The park's centerpiece is the 129 ft Burney Falls. Burney Creek originates from the park's underground springs, with additional water coming from springs, which join the creek to create a mist-filled basin. Below the falls, the creek flows into Lake Britton.

The park's landscape was created by volcanic activity as well as erosion from weather and streams. This volcanic region is surrounded by mountain peaks and is covered by black volcanic rock, or basalt. Created over a million years ago, the layered, porous basalt retains rainwater and snow melt, which forms a large underground reservoir.

Within the park, the water emerges as springs at and above Burney Falls, where it flows at 100 million gallons every day (4.4 m^{3}/s).

==History==

Burney Falls was named after pioneer settler Samuel Burney who lived in the area in the 1850s. The McArthur Family were pioneer settlers who arrived in the late 19th century. Descendants were responsible for saving the waterfall and nearby land from development, purchasing the property and presenting it as a gift to the state in the 1920s.

== Burney Creek ==
Burney Creek is a tributary of the Pit River, with its mouth on Lake Britton reservoir to the north. The creek is the only area within the park where fishing is allowed.

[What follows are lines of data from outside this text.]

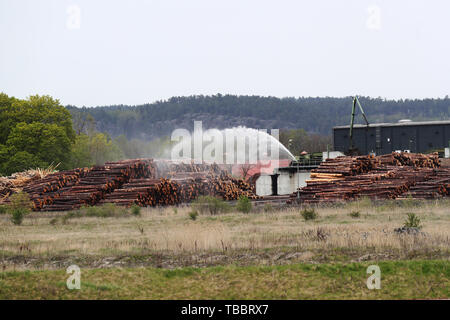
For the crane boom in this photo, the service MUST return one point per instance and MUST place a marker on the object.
(352, 121)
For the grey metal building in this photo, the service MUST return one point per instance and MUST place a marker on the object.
(383, 138)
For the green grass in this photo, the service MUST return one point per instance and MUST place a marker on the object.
(399, 280)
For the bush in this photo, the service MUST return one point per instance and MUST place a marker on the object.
(135, 210)
(412, 221)
(244, 204)
(211, 205)
(309, 214)
(268, 207)
(354, 214)
(19, 206)
(193, 215)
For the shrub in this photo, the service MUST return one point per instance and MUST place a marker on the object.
(135, 210)
(19, 206)
(412, 221)
(193, 215)
(309, 214)
(244, 204)
(268, 207)
(103, 211)
(354, 214)
(211, 205)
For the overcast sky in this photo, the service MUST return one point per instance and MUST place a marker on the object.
(133, 52)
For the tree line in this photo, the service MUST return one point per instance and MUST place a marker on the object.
(39, 131)
(314, 115)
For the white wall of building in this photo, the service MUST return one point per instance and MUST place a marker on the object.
(264, 185)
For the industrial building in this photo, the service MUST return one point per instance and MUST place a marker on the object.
(383, 138)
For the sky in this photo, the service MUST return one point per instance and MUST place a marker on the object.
(104, 52)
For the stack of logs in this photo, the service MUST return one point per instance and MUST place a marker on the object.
(136, 181)
(93, 185)
(389, 176)
(181, 187)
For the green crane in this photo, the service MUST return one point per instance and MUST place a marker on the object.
(352, 150)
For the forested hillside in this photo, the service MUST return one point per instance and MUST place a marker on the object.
(314, 115)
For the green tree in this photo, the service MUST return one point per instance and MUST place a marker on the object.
(103, 149)
(34, 132)
(80, 155)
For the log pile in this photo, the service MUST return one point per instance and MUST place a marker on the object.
(384, 177)
(96, 183)
(437, 186)
(43, 191)
(134, 182)
(182, 187)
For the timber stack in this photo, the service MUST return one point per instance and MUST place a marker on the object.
(98, 181)
(383, 177)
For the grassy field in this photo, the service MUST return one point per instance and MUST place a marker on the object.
(399, 280)
(271, 253)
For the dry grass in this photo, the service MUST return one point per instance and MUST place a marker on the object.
(173, 231)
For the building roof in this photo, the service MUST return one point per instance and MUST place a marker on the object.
(397, 124)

It is possible to go upstream ten yards of the falls, where the view is so obstructed by natural elements that it's difficult to discern one is close to the cascade.

==Recreation==

=== Hiking ===

There are 5 mi of hiking trails winding through the park's evergreen forests. The Pacific Crest Trail passes through the park, and the park store can be used as a general delivery mailing address for hikers. There is also a hike to the Pioneer's Cemetery, (the longest hike in the park at around 3 mi.) There are three main trails leading from the falls; The Falls Loop Trail, Burney Creek Trail, and the Headwaters Loop Trail – all of which start near the visitor center.

The primary trail is the Falls Loop Trail (0.75 mi) that begins at the Burney Falls overlook. From there, it descends to the bottom of the falls, proceeds downstream to the Rainbow Footbridge. From there, it crosses Burney Creek and ascends back on the other side of the ravine (providing alternate views of the falls), and finally returning across the creek again via Fisherman’s Bridge.

The first alternate trail is the Burney Creek Trail (1 mi). It leads downstream from the Falls Loop Trail, at Rainbow Bridge, to Lake Britton and the swimming/boating area. It travels through some magnificent mixed coniferous forest and patches white diatomaceous earth. The second alternate is the Headwaters Trail (1 mi loop) that loops upstream from the Fisherman’s Bridge parking lot to the headwaters spring (feeding Burney Falls). The loop returns crossing the Pacific Crest Trail Footbridge, back downstream, and finally crossing Fisherman’s Bridge back to Fisherman’s parking lot.

=== Lake Britton ===

Also, a portion of Lake Britton (owned by PG&E) is accessible to all park visitors for swimming, boating, water sports, and a small portion is reserved for fishing. The water flowing into Lake Britton from Burney Creek stays at approximately 43 °F). The people who go boating are able to enjoy the 9 mi long lake and are able to explore numerous nooks and crannies well beyond the boundaries of McArthur–Burney Falls Memorial State Park. These include a rail bridge that was used in the 1986 movie Stand By Me, the Pit River Dam, many independent boat docks, and a villa owned by the PG&E employee association. Canoes, kayaks, paddle boats, or motorized patio boats are available to rent.

==Notable Facts==

- The railroad bridge scene from the 1986 film Stand By Me was filmed just outside the park on a bridge owned by the McCloud River Railroad over Lake Britton.
- Half of Burney Falls was seen in the 1988 George Lucas/Ron Howard movie Willow. The other half was digitally removed from the shots.
- The falls were called "the Eighth Wonder of the World" by President Theodore Roosevelt.
- The falls (behind them) is one of the few known nesting sites for the black swift
- Burney Falls were declared a National Natural Landmark in December 1984.